K signifie que le but premier du regroupement est de trouver des étiquettes d’ensembles de données et des clusters pour des K spécifiques pré-choisis. Ainsi, les utilisateurs doivent exécuter cet algorithme pour une grande variété de valeurs K et analyser chaque résultat côte à côte pour déterminer le nombre de grappes de données. Il n’existe pas de méthode particulière pour déterminer la valeur exacte de Ks. Cependant, vous pouvez toujours obtenir des estimations précises en utilisant les techniques mentionnées ci-dessous.


Une mesure populaire couramment utilisée pour comparer les résultats de nombreuses valeurs K est la distance moyenne au milieu du centroïde du groupe et de ses points de données. Comme l’augmentation des grappes minimise la distance entre les points de données, l’augmentation du nombre de grappes réduit à chaque fois la distance des points de données. L’expansion de K diminuera la métrique et pourrait la faire descendre jusqu’à zéro tant que K est similaire à la quantité de points de données.

Vous ne pouvez donc pas utiliser cette mesure comme une cible unique. Vous pouvez aussi tracer la distance moyenne du centroïde comme une fonction de K, où le taux de diminution se déplace fortement. Cela pourrait vous fournir une réponse approximative à K. De nombreuses autres techniques pourraient vous aider à valider K. Voici une liste de quelques méthodes populaires utilisées par des scientifiques expérimentés en matière de données.

  • Algorithme de la moyenne G
  • La méthode de la silhouette
  • Méthode d’information sur les sauts théoriques
  • Critères d’information
  • Méthode de validation croisée

En outre, l’observation de la distribution des points de données dans les différents groupes offre un aperçu précieux de la manière dont l’algorithme divise les données pour Ks.

Le rôle de l’ingénierie des caractéristiques dans K signifie la mise en grappe

L’ingénierie des caractéristiques est un processus qui consiste à utiliser la connaissance du domaine pour sélectionner des mesures de données précises. Les gens utilisent l’ingénierie des caractéristiques pour déterminer les mesures correctes à intégrer dans leurs algorithmes d’apprentissage machine. Il serait juste de prétendre que ce type d’ingénierie joue un rôle essentiel dans l’algorithme de regroupement des moyens K. Il vous aide à distinguer les ensembles naturels avec peu ou pas de problèmes.
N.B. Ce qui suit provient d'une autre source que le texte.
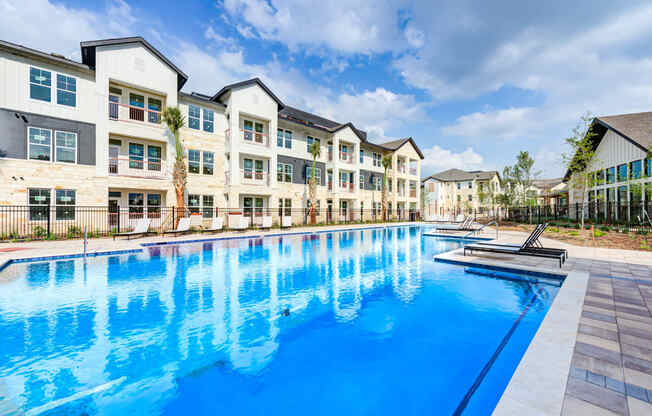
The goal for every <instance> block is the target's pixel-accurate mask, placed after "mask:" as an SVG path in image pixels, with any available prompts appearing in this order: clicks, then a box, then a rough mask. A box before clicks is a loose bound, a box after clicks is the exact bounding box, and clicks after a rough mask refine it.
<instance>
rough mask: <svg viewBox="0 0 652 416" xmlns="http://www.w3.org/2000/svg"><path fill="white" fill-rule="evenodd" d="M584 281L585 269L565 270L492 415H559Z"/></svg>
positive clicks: (584, 295) (579, 317)
mask: <svg viewBox="0 0 652 416" xmlns="http://www.w3.org/2000/svg"><path fill="white" fill-rule="evenodd" d="M588 282H589V274H588V273H587V272H575V271H571V272H569V273H568V275H567V277H566V279H565V281H564V284H563V285H562V287H561V288H560V289H559V292H558V293H557V296H556V297H555V300H554V301H553V303H552V305H551V306H550V309H549V310H548V312H547V313H546V316H545V318H544V319H543V322H542V323H541V325H540V326H539V329H538V330H537V332H536V334H535V335H534V338H533V339H532V341H531V342H530V345H529V346H528V348H527V350H526V351H525V354H524V355H523V357H522V358H521V361H520V363H519V365H518V367H517V368H516V370H515V371H514V374H512V377H511V379H510V381H509V384H508V385H507V387H506V388H505V391H504V392H503V394H502V396H501V398H500V401H499V402H498V404H497V405H496V408H495V409H494V412H493V415H496V416H503V415H514V414H527V415H551V416H552V415H554V416H558V415H560V414H561V411H562V405H563V402H564V394H565V392H566V383H567V380H568V374H569V372H570V365H571V359H572V356H573V350H574V348H575V339H576V335H577V328H578V325H579V322H580V317H581V313H582V304H583V303H584V296H585V294H586V288H587V286H588Z"/></svg>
Les données catégorielles comme les types de navigateurs, les pays, le sexe doivent être séparées ou codées de manière à se fondre dans l’algorithme. Les transformations de caractéristiques sont particulièrement utiles pour représenter les taux plutôt que les mesures. Elles sont très utiles pour normaliser les données.

K signifie regrouper les applications du monde réel

K signifie que le regroupement est de plus en plus populaire dans diverses industries. Voici quelques applications populaires de cet algorithme révolutionnaire dans le monde réel.

Moteurs de recommandation

Le clustering est tout à fait bénéfique pour les moteurs de recommandation. Vous pouvez profiter de cet algorithme et recommander des chansons ou des films à vos amis en fonction de leurs préférences.

Segmentation des images

K signifie que le regroupement est excellent pour segmenter les photos. Les programmes d’illustration et d’édition peuvent bénéficier des attributs de segmentation des images de cet algorithme.

Regroupement de documents

Le regroupement peut vous aider à regrouper de nombreux documents en peu de temps, voire en un rien de temps. Il est particulièrement utile pour les personnes qui possèdent plusieurs documents contenant différents éléments d’information.

Segmentation de la clientèle

De nombreuses industries utilisent les qualités de segmentation de la clientèle de K means clustering pour rationaliser leurs processus. La vente, la publicité, le sport, le commerce électronique, la banque et les télécommunications sont quelques-uns des domaines qui tirent parti de cet algorithme.